While there, they often killed time by carving their names and other things in the bark of the beech trees that were quite common in the woods. The smooth gray bark, so easy to cut with a pocketknife, has always been quite inviting to amateur artisans, not to mention young lovers who wanted their names forever inscribed in Mother Nature for all the world to see. The hoboes, the lovers, and anyone else interested in making a statement left their calling cards on the beeches — old-fashioned graffiti that remains to this day.

Those trees tell stories. On the trees that were cut when they were mature and thus slower to grow, I can still make out dates from the early 1930s. Some of the handiwork, less legible as the tree grew, obviously came from much earlier times and younger trees. There are names; some of them belonged to the hoboes, while others I recognize as locals who probably carved the tree when they were in their teens and 20s. Now, they are in their senior years and their arboreal artwork has aged less dramatically than they.

One of those beeches has neatly cut into its bark two words: “Ray Confer.” My grandfather did that when he purchased the farm in 1955 when he was fifteen years younger than I am now. He has since passed, so that tree has always offered a comforting portal to a time gone by.

Sadly, these trees – all of them – will quite soon, no longer be able to tell their stories. In the early 2000s, beech bark disease reared its ugly head on the Niagara Frontier in volume and then spread across Western New York, bringing with it its deadly one-two punch. First, an insect attacks the bark. Then, the wounds left by the insects are infiltrated by a fungus. It doesn’t take long for the once-beautiful bark to crack then fracture completely, falling off the tree. The malnourished beech topples over within a couple of years of its first symptoms.
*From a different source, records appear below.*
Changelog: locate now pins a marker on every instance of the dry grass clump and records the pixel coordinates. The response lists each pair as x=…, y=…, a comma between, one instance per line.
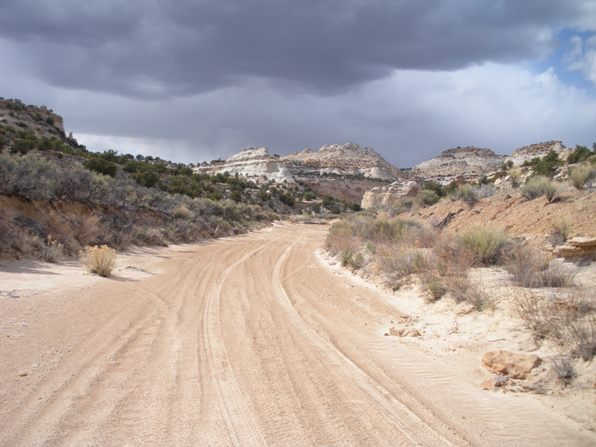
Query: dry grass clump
x=538, y=186
x=353, y=261
x=563, y=369
x=582, y=176
x=52, y=250
x=529, y=267
x=398, y=261
x=434, y=285
x=567, y=321
x=557, y=274
x=341, y=238
x=467, y=193
x=149, y=236
x=524, y=264
x=486, y=244
x=182, y=212
x=100, y=260
x=462, y=289
x=559, y=232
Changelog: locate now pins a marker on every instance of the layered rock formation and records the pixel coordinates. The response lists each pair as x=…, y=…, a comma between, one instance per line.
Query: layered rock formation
x=347, y=159
x=523, y=154
x=252, y=162
x=465, y=162
x=388, y=196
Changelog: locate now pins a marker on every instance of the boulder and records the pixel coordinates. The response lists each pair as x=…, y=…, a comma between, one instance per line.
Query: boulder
x=498, y=381
x=577, y=247
x=516, y=366
x=583, y=241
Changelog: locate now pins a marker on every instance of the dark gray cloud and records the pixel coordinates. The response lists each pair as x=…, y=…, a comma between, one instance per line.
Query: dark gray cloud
x=194, y=80
x=156, y=48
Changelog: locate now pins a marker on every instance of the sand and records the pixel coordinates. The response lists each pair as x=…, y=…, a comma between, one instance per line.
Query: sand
x=249, y=340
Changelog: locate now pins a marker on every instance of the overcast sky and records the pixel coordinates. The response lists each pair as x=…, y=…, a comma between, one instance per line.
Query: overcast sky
x=196, y=80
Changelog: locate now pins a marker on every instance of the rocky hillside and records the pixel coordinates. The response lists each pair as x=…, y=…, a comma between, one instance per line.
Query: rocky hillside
x=347, y=159
x=21, y=123
x=524, y=154
x=254, y=163
x=465, y=162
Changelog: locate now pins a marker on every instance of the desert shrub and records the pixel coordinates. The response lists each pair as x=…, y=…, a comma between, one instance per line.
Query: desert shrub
x=486, y=244
x=434, y=285
x=559, y=232
x=100, y=260
x=87, y=229
x=435, y=187
x=340, y=238
x=404, y=204
x=427, y=197
x=450, y=257
x=149, y=236
x=538, y=186
x=52, y=250
x=557, y=274
x=354, y=261
x=461, y=289
x=525, y=264
x=28, y=176
x=397, y=261
x=467, y=193
x=580, y=154
x=570, y=322
x=582, y=176
x=102, y=166
x=563, y=369
x=529, y=267
x=182, y=212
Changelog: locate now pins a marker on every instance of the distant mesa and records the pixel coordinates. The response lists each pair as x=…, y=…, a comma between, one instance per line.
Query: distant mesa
x=465, y=162
x=526, y=153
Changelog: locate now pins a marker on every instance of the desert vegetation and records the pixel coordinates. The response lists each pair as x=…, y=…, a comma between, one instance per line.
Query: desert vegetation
x=99, y=260
x=59, y=198
x=542, y=291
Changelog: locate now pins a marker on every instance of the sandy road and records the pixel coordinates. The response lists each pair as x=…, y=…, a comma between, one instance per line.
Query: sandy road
x=243, y=341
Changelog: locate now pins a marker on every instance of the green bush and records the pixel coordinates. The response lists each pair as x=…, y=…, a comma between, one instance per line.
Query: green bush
x=486, y=244
x=102, y=166
x=538, y=186
x=427, y=197
x=467, y=193
x=546, y=166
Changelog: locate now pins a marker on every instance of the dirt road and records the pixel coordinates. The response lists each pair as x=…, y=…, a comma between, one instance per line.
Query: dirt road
x=244, y=341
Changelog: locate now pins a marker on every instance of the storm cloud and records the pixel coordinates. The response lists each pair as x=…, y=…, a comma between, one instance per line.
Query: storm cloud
x=192, y=79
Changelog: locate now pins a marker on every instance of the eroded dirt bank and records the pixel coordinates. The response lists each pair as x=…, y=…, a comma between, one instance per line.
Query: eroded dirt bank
x=249, y=340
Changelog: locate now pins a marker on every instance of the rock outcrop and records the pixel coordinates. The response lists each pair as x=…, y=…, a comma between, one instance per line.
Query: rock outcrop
x=253, y=163
x=467, y=163
x=347, y=159
x=516, y=366
x=389, y=196
x=344, y=171
x=538, y=150
x=40, y=121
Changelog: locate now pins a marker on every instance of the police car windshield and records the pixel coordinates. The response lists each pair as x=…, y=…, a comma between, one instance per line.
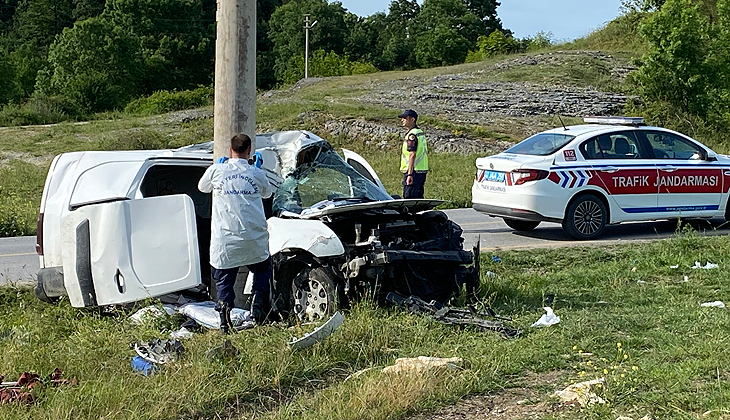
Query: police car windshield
x=541, y=144
x=327, y=178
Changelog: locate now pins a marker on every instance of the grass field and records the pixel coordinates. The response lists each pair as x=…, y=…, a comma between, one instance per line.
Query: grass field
x=625, y=316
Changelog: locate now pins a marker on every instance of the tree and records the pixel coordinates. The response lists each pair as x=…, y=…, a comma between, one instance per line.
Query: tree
x=95, y=64
x=176, y=37
x=399, y=38
x=486, y=12
x=446, y=32
x=676, y=68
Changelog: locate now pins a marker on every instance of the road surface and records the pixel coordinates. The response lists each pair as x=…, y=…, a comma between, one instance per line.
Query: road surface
x=19, y=262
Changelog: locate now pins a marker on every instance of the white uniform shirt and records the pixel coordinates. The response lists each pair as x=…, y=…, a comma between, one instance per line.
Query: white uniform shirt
x=238, y=234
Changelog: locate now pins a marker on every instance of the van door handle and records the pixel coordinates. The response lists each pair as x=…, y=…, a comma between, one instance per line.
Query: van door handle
x=119, y=281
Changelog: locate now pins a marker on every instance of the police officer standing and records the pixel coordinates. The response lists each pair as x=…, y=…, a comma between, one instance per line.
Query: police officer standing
x=239, y=235
x=414, y=157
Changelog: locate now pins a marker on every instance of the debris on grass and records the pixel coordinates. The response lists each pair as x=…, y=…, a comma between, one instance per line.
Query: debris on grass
x=151, y=313
x=452, y=316
x=226, y=351
x=708, y=266
x=547, y=319
x=581, y=393
x=20, y=391
x=320, y=333
x=423, y=363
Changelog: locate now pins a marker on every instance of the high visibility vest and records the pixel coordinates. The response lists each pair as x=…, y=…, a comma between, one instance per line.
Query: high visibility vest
x=421, y=163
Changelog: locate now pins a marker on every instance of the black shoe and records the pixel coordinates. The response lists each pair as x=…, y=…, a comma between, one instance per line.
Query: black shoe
x=260, y=307
x=225, y=313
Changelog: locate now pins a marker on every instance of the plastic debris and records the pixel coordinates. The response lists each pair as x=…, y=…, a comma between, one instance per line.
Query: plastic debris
x=423, y=363
x=204, y=313
x=547, y=319
x=19, y=391
x=581, y=393
x=150, y=313
x=708, y=266
x=143, y=366
x=181, y=333
x=223, y=352
x=160, y=351
x=320, y=333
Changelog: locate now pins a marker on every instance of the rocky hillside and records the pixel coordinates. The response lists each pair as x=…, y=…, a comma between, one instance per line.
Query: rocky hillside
x=516, y=96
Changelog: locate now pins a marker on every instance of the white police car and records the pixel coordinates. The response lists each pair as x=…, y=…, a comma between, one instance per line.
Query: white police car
x=611, y=170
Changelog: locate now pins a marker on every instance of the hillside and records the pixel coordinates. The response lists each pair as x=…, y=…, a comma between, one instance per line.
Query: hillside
x=467, y=111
The disease is taking a toll on local forests, wiping out what was one of our most abundant trees and our best storyteller. It’s disheartening to think that the trees that should have outlived me won’t, taking with them the interesting connection I have to my family and the hardworking men who made their way across the region in hopes of overcoming the economic realities of their time.

You can also find similar destruction and similar history throughout Allegany County. Before the disease totally guts local forests and hedgerows, look for carved beech trees. One hotspot is along the WAG Trail – hoboes walked along the Wellsville, Addison, and Galeton rail line and its predecessor that was part of the Baltimore & Ohio Railroad as it, much like the canal path near my home, provided easy access to rich farmland in which to secure a job. Also, if you can hike some private land, look for older beech trees in the high country of Alma and Bolivar where oil fields were once abundant. Workers who tended to the harvest of crude carved their names and loves in trees near the wells, pumps and access roads.  

Appreciate that artistry while you can. Bet yet, capture it. Not one to let memories – history! — die so pitifully, over the past few years I’ve been taking photographs of the various trees and their carvings that remain. By capturing the images on film we can maintain the carvings for the ages, just as their artists had intended.